O lateral-direito Wesley, ex-Flamengo e atual jogador da Roma, da Itália, foi cortado da Seleção Brasileira após se lesionar no amistoso contra o Egito, na noite de sábado (6), e não jogará mais a Copa do Mundo. O jovem, de 22 anos, sofreu uma contusão grau três no músculo adutor (na parte interna) da coxa esquerda. 

Após ser substituído com dores e chorar no banco de reservas, o lateral passou por exame de imagem e teve constatada a lesão muscular, umas das mais recorrentes em atletas de futebol. A recuperação do jogador pode durar de oito a 12 semanas.

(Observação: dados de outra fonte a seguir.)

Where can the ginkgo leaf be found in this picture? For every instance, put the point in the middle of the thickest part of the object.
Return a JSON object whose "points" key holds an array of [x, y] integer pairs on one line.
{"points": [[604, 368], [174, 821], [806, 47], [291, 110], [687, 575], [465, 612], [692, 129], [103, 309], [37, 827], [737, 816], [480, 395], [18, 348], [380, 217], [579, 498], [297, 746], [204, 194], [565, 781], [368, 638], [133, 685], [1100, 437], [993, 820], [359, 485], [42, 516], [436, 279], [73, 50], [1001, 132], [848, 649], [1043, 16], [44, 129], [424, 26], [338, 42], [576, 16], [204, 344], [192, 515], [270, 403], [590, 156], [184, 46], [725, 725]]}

Porém, o que mais falta para Wesley é tempo, já que o Brasil estreia na Copa daqui cinco dias.

Entenda a lesão muscular

Lesões musculares como a de Wesley são divididas em três níveis ou graus: 

  • No primeiro, a ruptura não é visível a olho nu, mas pode ser detectada pela ressonância magnética e tem tempo de recuperação de duas a quatro semanas; 
  • Já no segundo, há uma ruptura parcial das fibras que compõem o músculo. Aqui, o comprometimento chega a ser visível. A lesão é considerada mais grave e o tempo para voltar a estar apto pode variar entre quatro e oito semanas; 
  • O terceiro grau é o rompimento total das fibras do músculo. A lesão de alto grau de gravidade pode deixar o jogador de futebol afastado dos gramados de oito a 12 semanas.  

Ao analisar o momento em que Wesley se machuca, é possível ver que o jogador estica a perna, faz um cruzamento na área, e imediatamente sente o que seria chamado de “fisgada”. Nesse momento, ele tenta continuar na partida, mas já não consegue.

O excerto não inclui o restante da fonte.